The South Australian Government has pledged an initial $200,000 to develop a business case and detailed plans for a dedicated wine and food centre in the Riverland to help address the imbalance.

It released a discussion paper on the proposed centre last week and has given the local community and industry until the end of February to provide submissions.

Minister for Primary Industries and Regional Development Tim Whetstone, said community input would help shape the vision for the Wine and Food Centre.

“The Riverland is a vital food bowl for South Australia and this is a great opportunity to capitalise on the region’s growing reputation for producing premium beverages and food,” he said.

“Being able to showcase the region’s strengths in a dedicated centre would be a big drawcard for tourists to the region and provide greater economic support.”

The Riverland is about 240km northeast of the South Australian capital Adelaide and includes the River Murray towns of Berri, Renmark, Loxton, Barmera and Waikerie.

It is yet to be decided in which town the wine centre would be located or if it would be in a purpose built or refurbished facility.

The discussion paper says potential functions of the centre include providing an outlet for local wineries that do not have a cellar door, giving visitors an opportunity to experience a “taste of the Riverland” and showcasing the region’s premium wine, food, beer, spirits and cider.

However, it also says the centre should provide non-exclusive access and be commercially sustainable in the absence of ongoing government support.

“The discussion paper is quite broad as it is important the community provides extensive feedback which will ultimately drive the concept of the centre,” Minister Whetstone, who is also the Member for the Riverland seat of Chaffey, said.

According to Wine Australia, 447,410 tonnes of wine grapes were crushed in the Riverland in the 2018 vintage, almost 30 per cent of the Australian harvest of 1.52 million tonnes. Shiraz, Chardonnay and Cabernet Sauvignon are the main varieties grown

As well as being Australia’s largest growing region, the Riverland has been a pioneer of viticulture irrigation technology. Riverland Wine last year also partnered with the University of Adelaide, Wine Australia and the South Australian Government to create a Digital Vineyard Guidance System – a platform to filter data collected from a suite of remote sensors to improve vineyard efficiency.

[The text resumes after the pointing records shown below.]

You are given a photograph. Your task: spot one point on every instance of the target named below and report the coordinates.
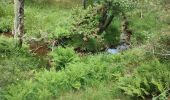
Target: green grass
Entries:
(134, 74)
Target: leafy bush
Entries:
(62, 57)
(6, 24)
(149, 79)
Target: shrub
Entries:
(62, 57)
(149, 79)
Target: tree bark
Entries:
(18, 22)
(84, 4)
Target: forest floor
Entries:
(141, 72)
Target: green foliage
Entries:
(62, 57)
(149, 79)
(6, 16)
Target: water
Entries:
(112, 51)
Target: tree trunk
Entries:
(84, 4)
(19, 22)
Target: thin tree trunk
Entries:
(19, 22)
(84, 4)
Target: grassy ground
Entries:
(139, 73)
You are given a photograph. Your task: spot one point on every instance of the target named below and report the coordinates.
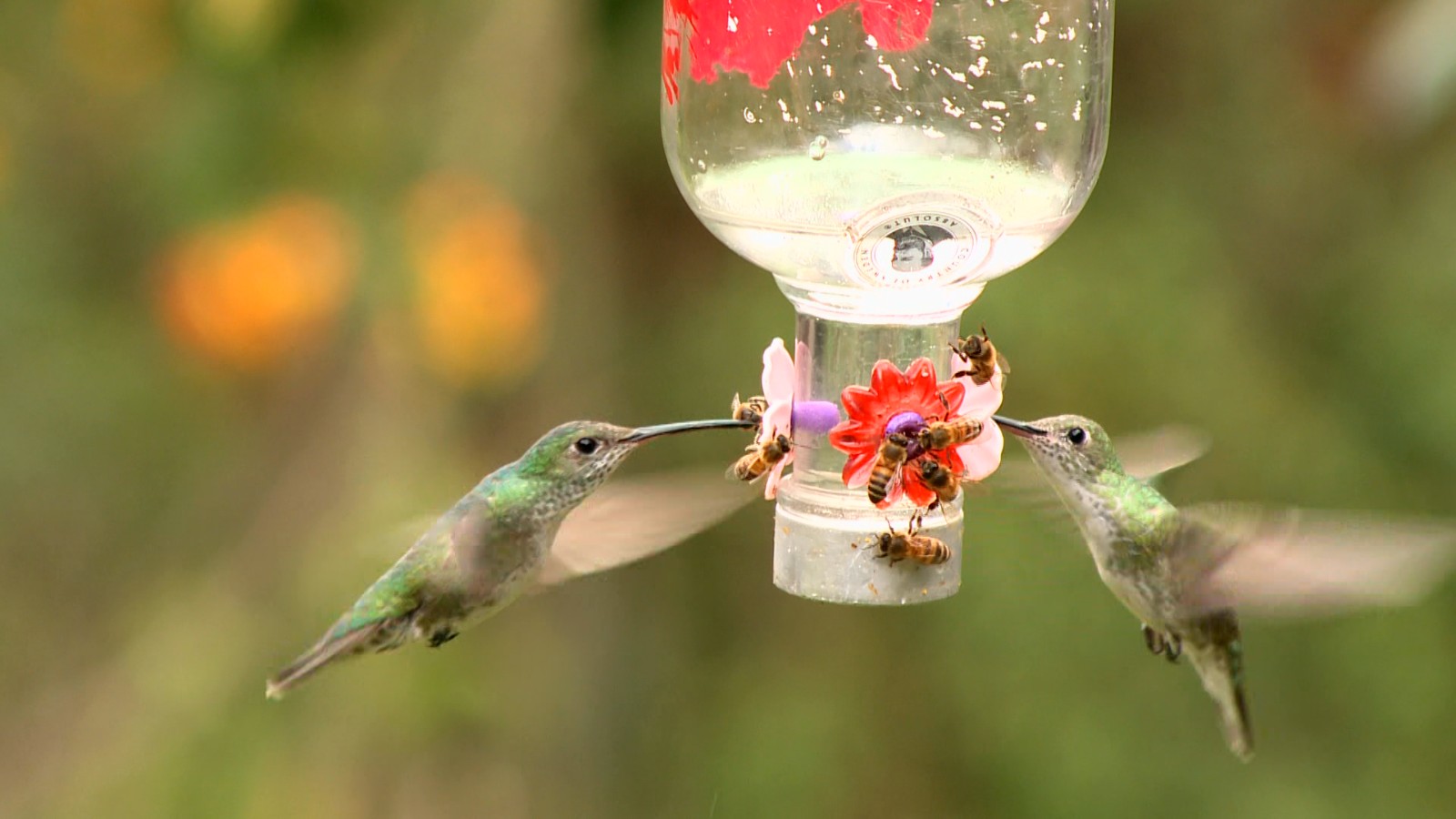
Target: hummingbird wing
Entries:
(1155, 452)
(1302, 562)
(1143, 455)
(628, 521)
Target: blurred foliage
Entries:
(277, 276)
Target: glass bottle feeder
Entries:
(883, 159)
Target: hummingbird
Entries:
(1184, 570)
(507, 537)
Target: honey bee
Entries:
(910, 545)
(941, 480)
(750, 410)
(759, 460)
(982, 356)
(893, 453)
(943, 435)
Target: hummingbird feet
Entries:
(441, 636)
(1167, 644)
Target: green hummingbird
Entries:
(507, 535)
(1183, 571)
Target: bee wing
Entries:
(1300, 562)
(628, 521)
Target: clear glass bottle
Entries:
(883, 160)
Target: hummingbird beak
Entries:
(644, 433)
(1018, 429)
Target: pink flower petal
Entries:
(771, 486)
(776, 419)
(982, 455)
(980, 399)
(778, 372)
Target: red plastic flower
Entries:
(890, 397)
(905, 401)
(756, 36)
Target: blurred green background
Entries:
(280, 276)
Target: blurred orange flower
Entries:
(248, 293)
(118, 46)
(480, 283)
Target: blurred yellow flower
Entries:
(480, 283)
(238, 26)
(248, 293)
(5, 160)
(118, 46)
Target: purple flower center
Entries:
(815, 416)
(907, 424)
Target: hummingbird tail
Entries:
(1220, 668)
(324, 652)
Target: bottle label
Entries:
(922, 238)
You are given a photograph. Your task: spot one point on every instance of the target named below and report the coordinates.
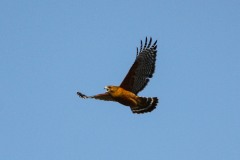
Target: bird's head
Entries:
(111, 89)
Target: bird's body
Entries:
(136, 79)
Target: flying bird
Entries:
(136, 80)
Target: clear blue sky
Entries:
(51, 49)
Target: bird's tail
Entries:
(145, 104)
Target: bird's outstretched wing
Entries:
(103, 96)
(142, 69)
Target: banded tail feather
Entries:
(146, 104)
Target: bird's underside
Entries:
(135, 81)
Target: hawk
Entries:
(137, 78)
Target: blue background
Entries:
(51, 49)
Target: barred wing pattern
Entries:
(142, 69)
(103, 96)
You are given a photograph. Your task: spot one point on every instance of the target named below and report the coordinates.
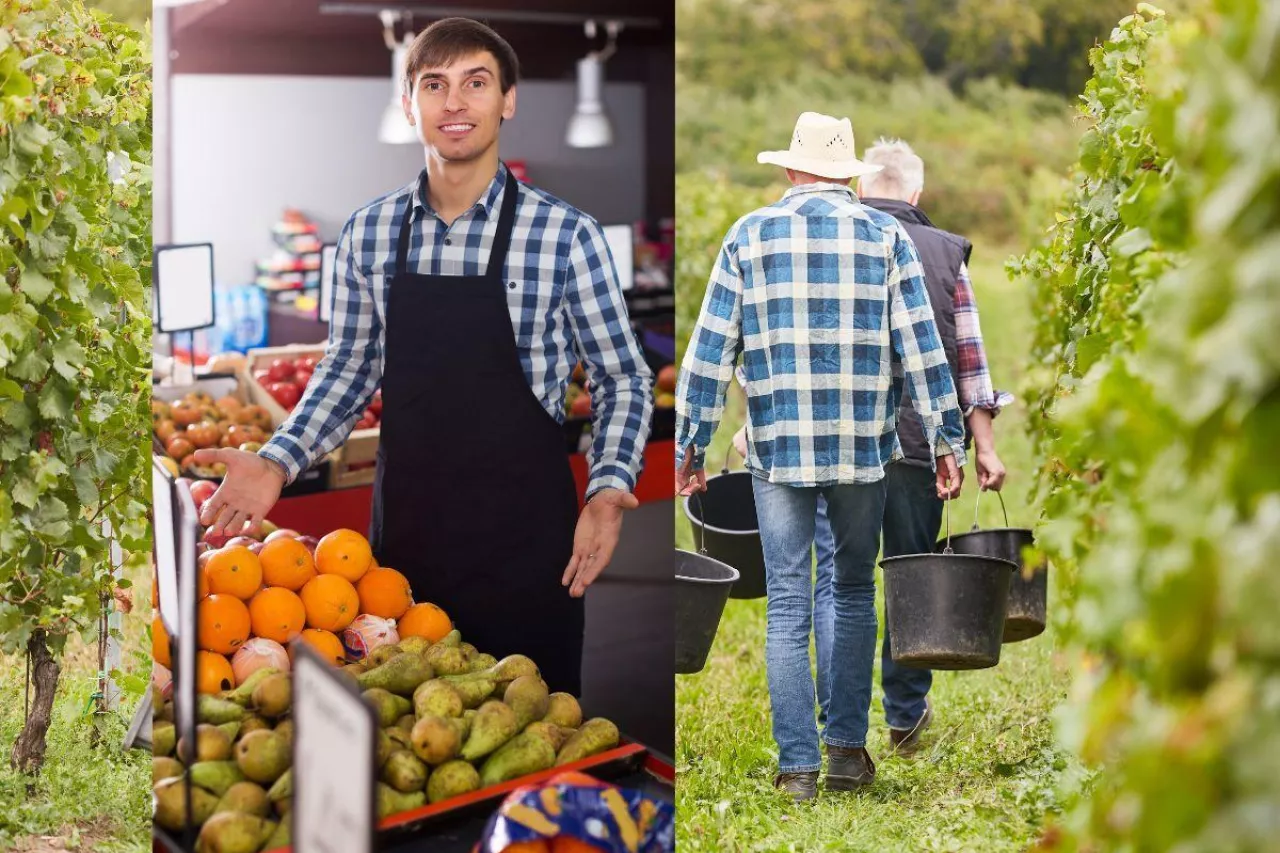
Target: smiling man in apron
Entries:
(470, 297)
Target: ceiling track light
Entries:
(589, 127)
(394, 128)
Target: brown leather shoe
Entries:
(905, 742)
(849, 769)
(800, 787)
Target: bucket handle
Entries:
(702, 528)
(947, 550)
(979, 500)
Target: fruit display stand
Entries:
(216, 387)
(232, 698)
(348, 466)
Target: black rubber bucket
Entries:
(1028, 592)
(725, 516)
(946, 611)
(702, 588)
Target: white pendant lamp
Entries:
(590, 127)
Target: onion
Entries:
(366, 634)
(255, 655)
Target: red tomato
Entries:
(280, 370)
(284, 393)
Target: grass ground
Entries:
(87, 797)
(988, 770)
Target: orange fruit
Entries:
(160, 643)
(277, 614)
(287, 562)
(213, 673)
(324, 642)
(424, 620)
(384, 592)
(344, 553)
(330, 602)
(224, 624)
(234, 571)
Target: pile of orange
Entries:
(284, 594)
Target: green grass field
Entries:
(988, 770)
(87, 797)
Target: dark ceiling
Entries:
(344, 37)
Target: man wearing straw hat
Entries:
(818, 295)
(913, 514)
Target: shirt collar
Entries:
(822, 186)
(485, 205)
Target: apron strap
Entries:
(506, 224)
(501, 241)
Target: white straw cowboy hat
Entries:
(823, 146)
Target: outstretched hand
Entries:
(595, 538)
(250, 489)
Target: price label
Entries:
(334, 755)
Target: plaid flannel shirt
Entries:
(817, 292)
(562, 295)
(973, 382)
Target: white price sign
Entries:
(334, 756)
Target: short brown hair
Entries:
(449, 39)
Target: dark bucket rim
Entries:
(708, 580)
(689, 512)
(969, 533)
(886, 562)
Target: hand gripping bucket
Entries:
(1028, 596)
(946, 611)
(726, 518)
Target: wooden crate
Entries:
(355, 463)
(350, 465)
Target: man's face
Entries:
(457, 108)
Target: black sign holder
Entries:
(177, 528)
(329, 712)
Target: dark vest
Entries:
(941, 255)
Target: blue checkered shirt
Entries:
(817, 293)
(565, 304)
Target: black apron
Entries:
(474, 498)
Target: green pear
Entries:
(234, 833)
(211, 744)
(273, 696)
(215, 776)
(163, 739)
(437, 697)
(563, 711)
(494, 725)
(392, 802)
(163, 767)
(522, 755)
(388, 706)
(210, 708)
(452, 779)
(170, 804)
(405, 771)
(245, 797)
(529, 698)
(400, 675)
(243, 694)
(593, 738)
(437, 739)
(263, 756)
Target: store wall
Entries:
(246, 147)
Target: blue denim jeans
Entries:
(913, 516)
(787, 516)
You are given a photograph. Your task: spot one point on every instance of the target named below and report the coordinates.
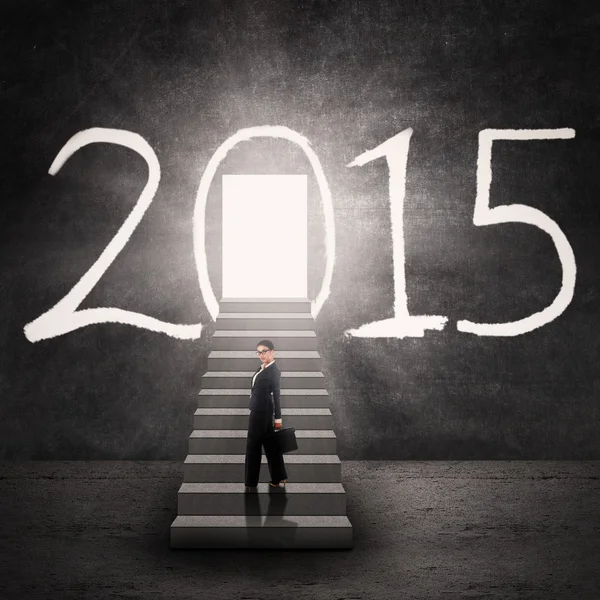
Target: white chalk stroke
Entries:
(519, 213)
(64, 317)
(267, 131)
(402, 324)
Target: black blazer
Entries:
(267, 384)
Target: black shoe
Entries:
(273, 484)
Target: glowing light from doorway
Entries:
(269, 131)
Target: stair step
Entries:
(247, 340)
(322, 532)
(268, 305)
(238, 398)
(229, 468)
(230, 499)
(237, 418)
(290, 360)
(233, 441)
(264, 321)
(243, 379)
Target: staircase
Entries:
(214, 511)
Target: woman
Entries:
(264, 401)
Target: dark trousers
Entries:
(259, 424)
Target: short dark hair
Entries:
(267, 343)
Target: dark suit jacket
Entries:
(267, 383)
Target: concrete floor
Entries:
(421, 530)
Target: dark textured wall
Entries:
(347, 75)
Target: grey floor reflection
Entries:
(282, 531)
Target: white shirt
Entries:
(262, 368)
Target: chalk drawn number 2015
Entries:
(64, 317)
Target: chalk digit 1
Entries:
(519, 213)
(64, 317)
(402, 324)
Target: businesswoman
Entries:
(264, 402)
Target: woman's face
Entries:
(265, 357)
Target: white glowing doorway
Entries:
(265, 236)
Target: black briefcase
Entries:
(283, 440)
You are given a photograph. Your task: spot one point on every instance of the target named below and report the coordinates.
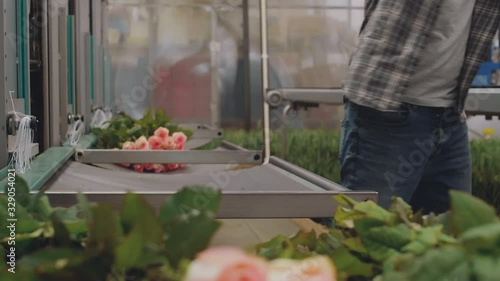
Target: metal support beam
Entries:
(483, 101)
(8, 71)
(265, 79)
(249, 205)
(82, 28)
(4, 154)
(64, 86)
(109, 156)
(305, 96)
(215, 93)
(247, 85)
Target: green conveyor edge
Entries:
(85, 142)
(45, 165)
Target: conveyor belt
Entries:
(275, 190)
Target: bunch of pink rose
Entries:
(160, 140)
(233, 264)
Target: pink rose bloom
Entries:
(155, 142)
(180, 146)
(227, 264)
(162, 133)
(172, 166)
(128, 145)
(169, 143)
(318, 268)
(142, 143)
(179, 137)
(158, 168)
(139, 168)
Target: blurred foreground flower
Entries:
(233, 264)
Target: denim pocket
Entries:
(375, 117)
(343, 132)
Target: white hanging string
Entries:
(109, 114)
(75, 132)
(21, 156)
(99, 119)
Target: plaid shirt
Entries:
(392, 35)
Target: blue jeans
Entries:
(416, 153)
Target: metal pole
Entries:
(214, 73)
(153, 44)
(3, 83)
(246, 67)
(265, 79)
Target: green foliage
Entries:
(313, 150)
(317, 151)
(124, 128)
(486, 171)
(371, 243)
(91, 241)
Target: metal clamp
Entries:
(95, 108)
(75, 117)
(13, 123)
(305, 97)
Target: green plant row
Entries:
(94, 242)
(317, 151)
(371, 243)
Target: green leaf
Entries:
(189, 236)
(104, 229)
(60, 264)
(384, 241)
(190, 199)
(447, 263)
(484, 238)
(22, 192)
(129, 252)
(40, 206)
(278, 247)
(84, 206)
(24, 222)
(486, 268)
(351, 265)
(355, 244)
(62, 237)
(73, 220)
(305, 239)
(136, 211)
(345, 200)
(468, 212)
(426, 239)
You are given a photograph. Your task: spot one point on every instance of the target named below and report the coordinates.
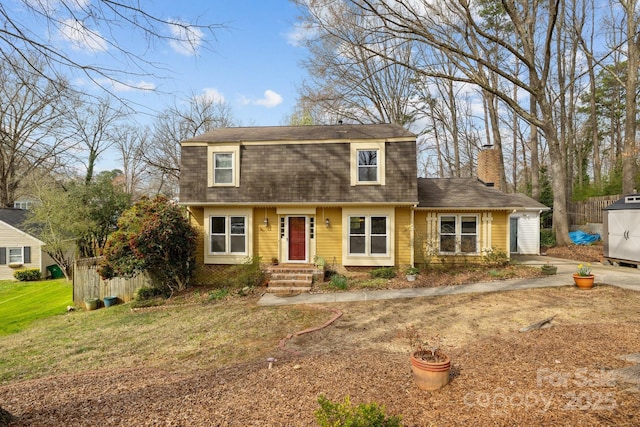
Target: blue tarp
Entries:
(582, 238)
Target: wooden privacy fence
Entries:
(88, 284)
(590, 210)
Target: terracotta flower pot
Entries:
(584, 282)
(430, 375)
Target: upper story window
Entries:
(15, 255)
(224, 166)
(22, 204)
(367, 163)
(458, 234)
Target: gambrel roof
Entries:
(301, 165)
(304, 133)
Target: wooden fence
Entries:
(590, 210)
(88, 284)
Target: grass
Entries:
(194, 335)
(22, 303)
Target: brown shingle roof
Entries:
(302, 133)
(468, 193)
(311, 164)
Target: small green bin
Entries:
(56, 271)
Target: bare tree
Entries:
(347, 81)
(455, 29)
(630, 150)
(130, 142)
(29, 28)
(94, 127)
(33, 111)
(178, 123)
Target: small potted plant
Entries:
(411, 273)
(91, 303)
(430, 366)
(549, 269)
(583, 277)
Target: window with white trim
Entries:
(228, 235)
(222, 168)
(458, 234)
(15, 255)
(368, 235)
(223, 165)
(367, 165)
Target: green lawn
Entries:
(21, 303)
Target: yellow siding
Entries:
(197, 220)
(329, 240)
(13, 238)
(500, 232)
(426, 234)
(265, 243)
(404, 237)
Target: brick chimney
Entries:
(488, 166)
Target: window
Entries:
(223, 165)
(228, 235)
(368, 235)
(367, 165)
(15, 255)
(459, 234)
(367, 162)
(222, 168)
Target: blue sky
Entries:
(252, 64)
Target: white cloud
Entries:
(300, 33)
(81, 37)
(211, 94)
(185, 39)
(117, 86)
(271, 99)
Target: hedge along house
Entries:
(347, 193)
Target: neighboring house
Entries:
(19, 249)
(347, 193)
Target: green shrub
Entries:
(547, 237)
(28, 274)
(218, 294)
(151, 302)
(338, 281)
(495, 258)
(333, 414)
(148, 292)
(384, 273)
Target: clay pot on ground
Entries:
(584, 282)
(430, 371)
(91, 303)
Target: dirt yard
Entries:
(563, 375)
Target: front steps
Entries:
(291, 278)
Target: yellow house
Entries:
(345, 194)
(19, 249)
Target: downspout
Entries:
(412, 235)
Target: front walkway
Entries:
(622, 277)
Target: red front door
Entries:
(297, 238)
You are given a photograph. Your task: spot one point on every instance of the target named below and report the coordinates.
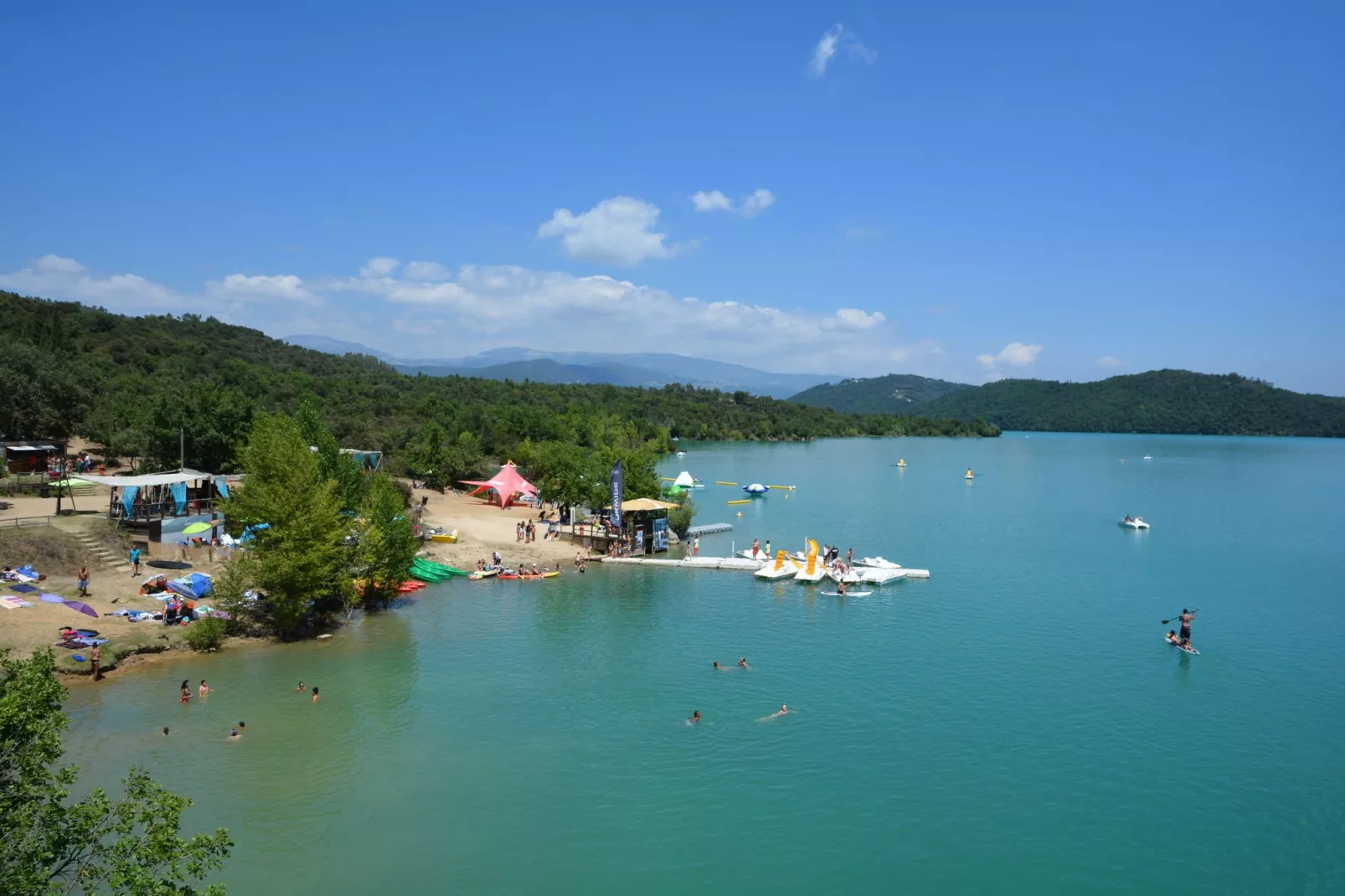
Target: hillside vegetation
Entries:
(890, 394)
(132, 383)
(1160, 401)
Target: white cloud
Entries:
(379, 266)
(428, 270)
(1016, 354)
(712, 201)
(832, 39)
(261, 287)
(752, 205)
(614, 232)
(66, 279)
(55, 264)
(757, 202)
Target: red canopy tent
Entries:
(506, 483)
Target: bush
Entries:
(206, 634)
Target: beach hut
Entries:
(508, 483)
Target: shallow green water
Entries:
(1014, 724)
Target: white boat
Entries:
(781, 568)
(876, 576)
(812, 569)
(877, 563)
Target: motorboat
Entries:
(876, 576)
(877, 563)
(781, 568)
(812, 571)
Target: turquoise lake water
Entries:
(1016, 724)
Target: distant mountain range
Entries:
(890, 394)
(1160, 401)
(648, 369)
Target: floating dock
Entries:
(719, 563)
(708, 529)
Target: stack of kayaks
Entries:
(428, 571)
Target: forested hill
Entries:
(131, 383)
(890, 394)
(1160, 401)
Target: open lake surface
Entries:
(1016, 724)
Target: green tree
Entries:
(95, 845)
(300, 560)
(385, 543)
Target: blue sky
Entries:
(1003, 190)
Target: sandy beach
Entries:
(482, 529)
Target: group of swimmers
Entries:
(204, 690)
(743, 663)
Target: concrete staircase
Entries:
(101, 554)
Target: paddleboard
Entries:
(1189, 650)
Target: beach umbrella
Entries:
(85, 608)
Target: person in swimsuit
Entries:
(1185, 625)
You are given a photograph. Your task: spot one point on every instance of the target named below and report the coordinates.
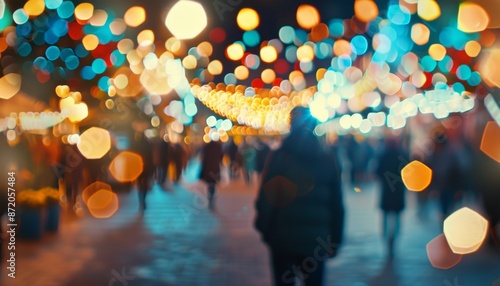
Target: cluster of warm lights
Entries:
(396, 76)
(464, 232)
(269, 113)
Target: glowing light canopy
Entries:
(186, 19)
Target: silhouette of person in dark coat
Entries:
(300, 213)
(210, 167)
(144, 148)
(392, 199)
(164, 160)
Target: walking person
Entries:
(300, 213)
(163, 161)
(392, 193)
(144, 148)
(210, 167)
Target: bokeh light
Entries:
(416, 176)
(135, 16)
(490, 140)
(307, 16)
(93, 188)
(186, 19)
(84, 11)
(440, 254)
(94, 143)
(365, 10)
(420, 34)
(465, 230)
(268, 54)
(103, 204)
(472, 18)
(10, 85)
(247, 19)
(428, 10)
(126, 166)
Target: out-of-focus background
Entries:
(105, 102)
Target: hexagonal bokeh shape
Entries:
(490, 139)
(465, 230)
(440, 254)
(126, 166)
(416, 176)
(186, 19)
(10, 84)
(94, 143)
(94, 188)
(103, 204)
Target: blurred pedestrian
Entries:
(446, 175)
(248, 155)
(163, 160)
(392, 193)
(263, 151)
(231, 150)
(300, 213)
(144, 148)
(211, 159)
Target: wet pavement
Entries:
(179, 241)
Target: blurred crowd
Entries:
(462, 173)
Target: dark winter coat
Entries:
(210, 163)
(300, 201)
(392, 193)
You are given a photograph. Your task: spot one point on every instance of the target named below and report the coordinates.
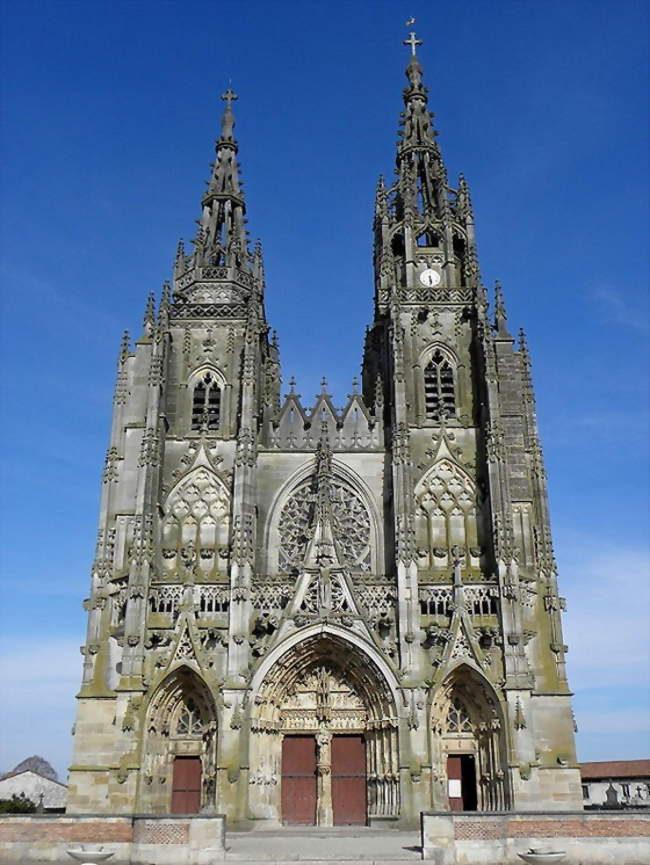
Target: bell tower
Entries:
(470, 529)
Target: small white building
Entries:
(616, 784)
(33, 786)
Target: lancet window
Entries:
(188, 722)
(439, 389)
(446, 517)
(206, 403)
(458, 720)
(196, 525)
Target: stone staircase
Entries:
(313, 846)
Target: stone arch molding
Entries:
(467, 717)
(355, 522)
(195, 528)
(446, 351)
(201, 370)
(323, 684)
(180, 719)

“The Riverland has some wonderful success stories in the food and beverage industries and I envisage this centre will provide an opportunity to celebrate not only these stories, but the region as a whole,” Minister Whetstone said.

“This is an opportunity to continue to drive market growth and consumer awareness by enhancing the profile and reputation of the Riverland.

“I encourage all interested stakeholders, including wine, food and tourism businesses, industry associations, local government and community representatives and interested members of the public to get involved and provide feedback.”

South Australia is responsible for about 50 per cent of Australia’s annual wine production and 75 per cent of the nation’s premium wine. It is also the home of world-renowned brands such as Penfolds, Hardys, Wolf Blass and Jacob’s Creek.